Les hôtels Travel Bug sont des géocaches conçues spécifiquement pour héberger des objets traçables. Ils servent de point de dépôt et de retrait pour ces objets. Les propriétaires de ces géocaches créent souvent un thème unique pour l'hôtel, ajoutent des décorations ou aménagent des dioramas ou des scènes à l'intérieur de la cache.

Course de Travel Bug

Les objets traçables peuvent être utilisés dans les courses de Travel Bug, où un groupe de géocacheurs lâche des insectes le même jour dans le but de parcourir la plus grande distance ou de marquer des points en accomplissant des objectifs spécifiques.

Tatouages ​​traçables

Certains géocacheurs se sont rendus traçables en se faisant tatouer un numéro de suivi.

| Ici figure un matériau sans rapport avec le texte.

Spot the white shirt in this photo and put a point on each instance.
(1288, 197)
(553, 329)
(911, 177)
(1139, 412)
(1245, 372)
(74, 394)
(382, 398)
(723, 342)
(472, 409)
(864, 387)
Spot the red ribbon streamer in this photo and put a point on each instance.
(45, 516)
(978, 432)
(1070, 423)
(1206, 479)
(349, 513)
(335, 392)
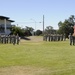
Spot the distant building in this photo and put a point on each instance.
(5, 25)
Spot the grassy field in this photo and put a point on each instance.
(37, 58)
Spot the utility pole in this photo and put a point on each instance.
(43, 27)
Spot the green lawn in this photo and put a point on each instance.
(57, 58)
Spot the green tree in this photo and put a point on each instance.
(38, 32)
(66, 27)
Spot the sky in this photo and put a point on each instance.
(30, 12)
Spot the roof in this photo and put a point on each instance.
(3, 17)
(11, 20)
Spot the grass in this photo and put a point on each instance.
(51, 58)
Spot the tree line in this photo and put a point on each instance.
(65, 27)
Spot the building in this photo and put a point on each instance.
(5, 25)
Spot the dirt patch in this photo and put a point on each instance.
(20, 70)
(35, 38)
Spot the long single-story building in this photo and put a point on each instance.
(5, 25)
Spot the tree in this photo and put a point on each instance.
(38, 32)
(50, 30)
(28, 31)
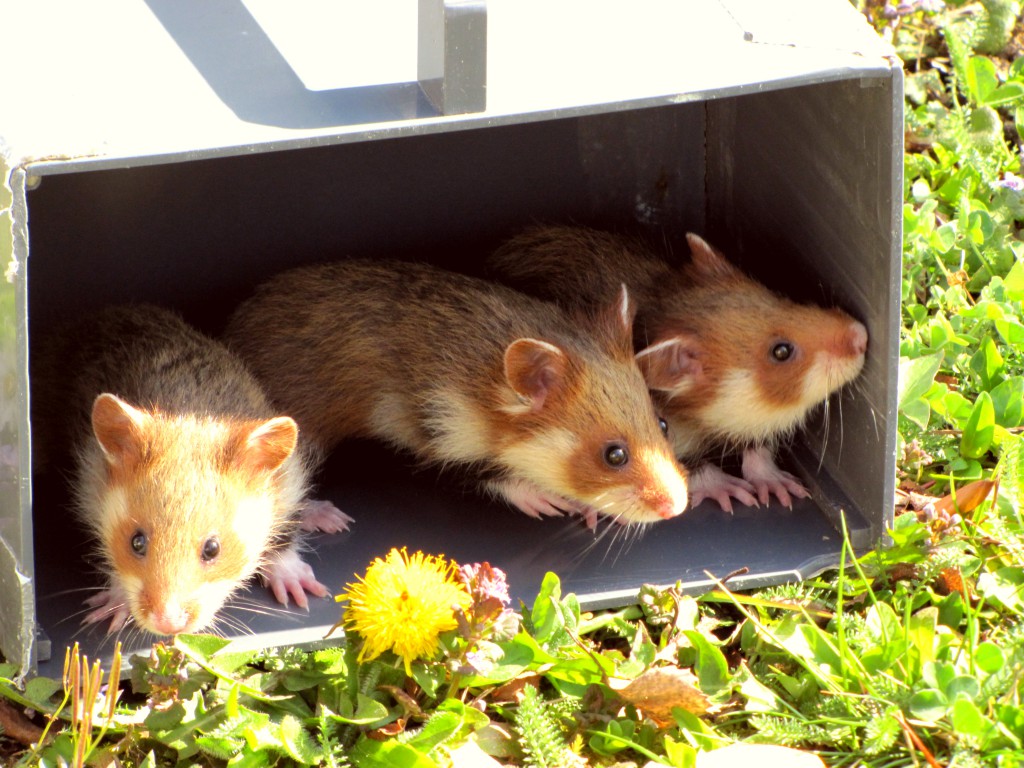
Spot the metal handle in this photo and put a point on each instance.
(453, 54)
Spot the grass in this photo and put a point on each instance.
(908, 655)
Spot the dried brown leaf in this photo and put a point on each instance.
(659, 689)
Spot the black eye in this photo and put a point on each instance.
(616, 456)
(782, 351)
(139, 543)
(211, 548)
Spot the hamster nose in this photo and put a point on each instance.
(170, 620)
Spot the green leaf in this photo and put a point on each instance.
(712, 669)
(371, 754)
(978, 432)
(297, 742)
(987, 363)
(1003, 586)
(440, 727)
(989, 656)
(981, 79)
(546, 615)
(967, 718)
(919, 412)
(1008, 400)
(929, 705)
(201, 647)
(368, 711)
(965, 685)
(1012, 333)
(1013, 283)
(916, 376)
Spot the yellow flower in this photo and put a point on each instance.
(403, 603)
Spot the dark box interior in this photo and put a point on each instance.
(784, 181)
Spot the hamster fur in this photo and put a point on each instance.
(462, 372)
(183, 474)
(731, 365)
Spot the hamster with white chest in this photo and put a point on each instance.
(730, 364)
(551, 411)
(185, 477)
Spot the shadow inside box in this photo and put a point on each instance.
(396, 504)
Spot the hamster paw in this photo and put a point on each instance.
(113, 604)
(288, 574)
(532, 501)
(709, 481)
(322, 515)
(761, 471)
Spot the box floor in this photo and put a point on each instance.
(395, 505)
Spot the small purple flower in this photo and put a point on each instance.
(1010, 181)
(485, 583)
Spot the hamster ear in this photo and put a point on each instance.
(120, 429)
(710, 262)
(626, 309)
(534, 369)
(268, 445)
(671, 365)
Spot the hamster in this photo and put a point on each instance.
(551, 411)
(730, 364)
(187, 480)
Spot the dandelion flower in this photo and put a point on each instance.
(402, 604)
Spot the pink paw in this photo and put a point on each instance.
(709, 481)
(111, 603)
(323, 515)
(760, 470)
(288, 574)
(532, 501)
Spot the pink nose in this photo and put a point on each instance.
(170, 620)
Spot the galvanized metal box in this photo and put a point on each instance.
(180, 153)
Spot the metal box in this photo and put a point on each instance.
(182, 152)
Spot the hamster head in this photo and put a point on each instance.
(739, 363)
(584, 423)
(186, 508)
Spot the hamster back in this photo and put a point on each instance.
(462, 372)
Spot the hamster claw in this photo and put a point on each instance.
(287, 574)
(320, 514)
(530, 500)
(709, 481)
(760, 469)
(108, 604)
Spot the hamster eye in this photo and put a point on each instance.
(139, 543)
(211, 548)
(616, 456)
(782, 351)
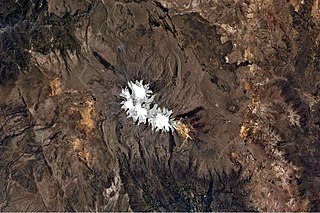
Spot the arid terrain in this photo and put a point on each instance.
(243, 76)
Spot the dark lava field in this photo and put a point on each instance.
(243, 76)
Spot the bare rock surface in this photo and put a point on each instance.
(243, 75)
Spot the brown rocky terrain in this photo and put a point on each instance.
(243, 75)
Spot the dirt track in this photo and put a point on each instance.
(243, 74)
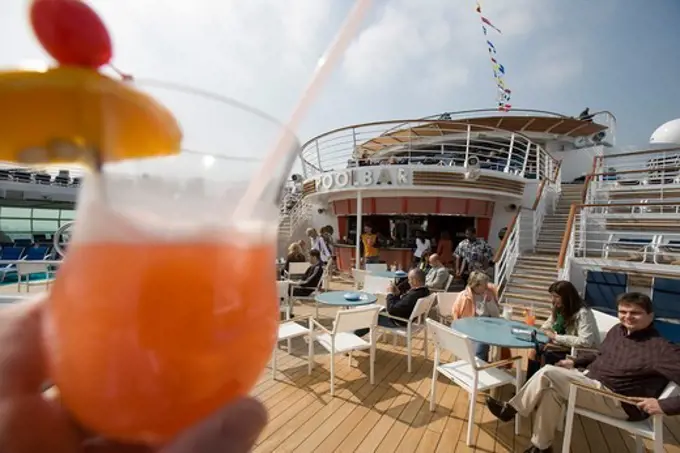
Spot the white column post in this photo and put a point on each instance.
(360, 210)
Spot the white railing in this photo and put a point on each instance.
(638, 177)
(653, 160)
(504, 266)
(604, 118)
(426, 142)
(645, 239)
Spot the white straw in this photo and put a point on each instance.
(285, 142)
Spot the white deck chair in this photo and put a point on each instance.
(27, 268)
(376, 285)
(449, 281)
(290, 329)
(358, 275)
(376, 267)
(414, 324)
(652, 428)
(342, 338)
(445, 303)
(295, 269)
(470, 373)
(604, 322)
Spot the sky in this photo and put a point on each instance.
(410, 58)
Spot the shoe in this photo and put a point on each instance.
(501, 410)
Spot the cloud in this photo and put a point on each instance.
(410, 58)
(437, 42)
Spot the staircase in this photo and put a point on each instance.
(552, 230)
(534, 273)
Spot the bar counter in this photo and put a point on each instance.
(390, 255)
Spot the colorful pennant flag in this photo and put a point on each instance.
(504, 93)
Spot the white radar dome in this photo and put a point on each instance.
(667, 133)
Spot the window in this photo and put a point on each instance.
(46, 213)
(24, 213)
(45, 226)
(15, 225)
(68, 214)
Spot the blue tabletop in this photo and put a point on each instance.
(338, 298)
(388, 274)
(495, 331)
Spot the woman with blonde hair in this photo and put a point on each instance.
(480, 298)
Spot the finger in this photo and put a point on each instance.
(22, 358)
(32, 424)
(234, 429)
(104, 446)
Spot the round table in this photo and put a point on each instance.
(496, 332)
(337, 299)
(388, 274)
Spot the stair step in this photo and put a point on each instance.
(539, 300)
(556, 242)
(535, 258)
(527, 288)
(543, 271)
(532, 277)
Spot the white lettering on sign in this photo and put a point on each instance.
(402, 176)
(363, 177)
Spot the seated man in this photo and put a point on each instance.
(438, 275)
(402, 305)
(633, 360)
(311, 278)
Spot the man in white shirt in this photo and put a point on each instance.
(318, 243)
(423, 247)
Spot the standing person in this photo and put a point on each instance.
(317, 243)
(472, 254)
(295, 255)
(327, 235)
(445, 249)
(438, 275)
(423, 247)
(370, 243)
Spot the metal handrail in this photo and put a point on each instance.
(339, 149)
(577, 208)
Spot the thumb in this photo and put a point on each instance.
(234, 429)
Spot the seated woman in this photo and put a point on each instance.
(571, 324)
(479, 298)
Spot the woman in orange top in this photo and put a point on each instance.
(480, 298)
(369, 240)
(445, 249)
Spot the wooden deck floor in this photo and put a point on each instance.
(393, 415)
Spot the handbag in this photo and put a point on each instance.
(506, 353)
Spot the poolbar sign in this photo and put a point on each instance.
(362, 178)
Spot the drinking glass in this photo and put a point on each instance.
(165, 308)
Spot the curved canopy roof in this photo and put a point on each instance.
(564, 126)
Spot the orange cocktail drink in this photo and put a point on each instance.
(165, 308)
(160, 335)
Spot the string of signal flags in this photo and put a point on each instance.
(504, 93)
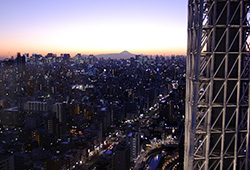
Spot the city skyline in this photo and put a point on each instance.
(93, 27)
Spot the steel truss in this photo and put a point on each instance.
(217, 85)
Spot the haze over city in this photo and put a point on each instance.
(93, 27)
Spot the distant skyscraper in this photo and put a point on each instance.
(217, 85)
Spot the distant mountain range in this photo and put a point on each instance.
(124, 55)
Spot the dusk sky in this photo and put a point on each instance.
(93, 26)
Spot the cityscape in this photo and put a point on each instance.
(126, 103)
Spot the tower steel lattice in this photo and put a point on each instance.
(217, 85)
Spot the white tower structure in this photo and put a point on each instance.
(217, 85)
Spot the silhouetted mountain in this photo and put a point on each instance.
(124, 55)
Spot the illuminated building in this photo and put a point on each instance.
(217, 85)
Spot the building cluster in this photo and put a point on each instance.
(60, 112)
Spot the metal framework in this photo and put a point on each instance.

Groundspeak propose une icône de suivi unique aux personnes possédant un tel tatouage, à condition qu'elles envoient une photo de celui-ci par courriel avant que l'icône puisse être modifiée. Depuis 2020, plus de 700 géocacheurs ont un tatouage traçable.

Galerie

    Une géopièce signature créée par la géocacheuse FizzyMagic
    Une géopièce signature créée par la géocacheuse FizzyMagic
  • Pièce géospatiale Geoswag Mardi Gras
    Geocoin Mardi Gras Geoswag
  • Une mini pièce Tracker the Geodog
    Une mini pièce Tracker the Geodog
  • Une géopièce remise pour avoir relevé un défi de géocaching
    Une géopièce remise pour avoir relevé un défi de géocaching
  • Un Travel Bug créé pour le 20e anniversaire du géocaching
    Un Travel Bug créé pour le 20e anniversaire du géocaching
  • Une brique de jeu géocaching traçable avec une figurine Signal la Grenouille
    Une brique de jeu géocaching traçable avec une figurine Signal la Grenouille
  • Un tatouage traçable
    Un tatouage traçable
Spécifique
  • Marsh, Terry (2011). Le géocaching au Royaume-Uni . Cicerone Press. ISBN978-1-85284-609-1.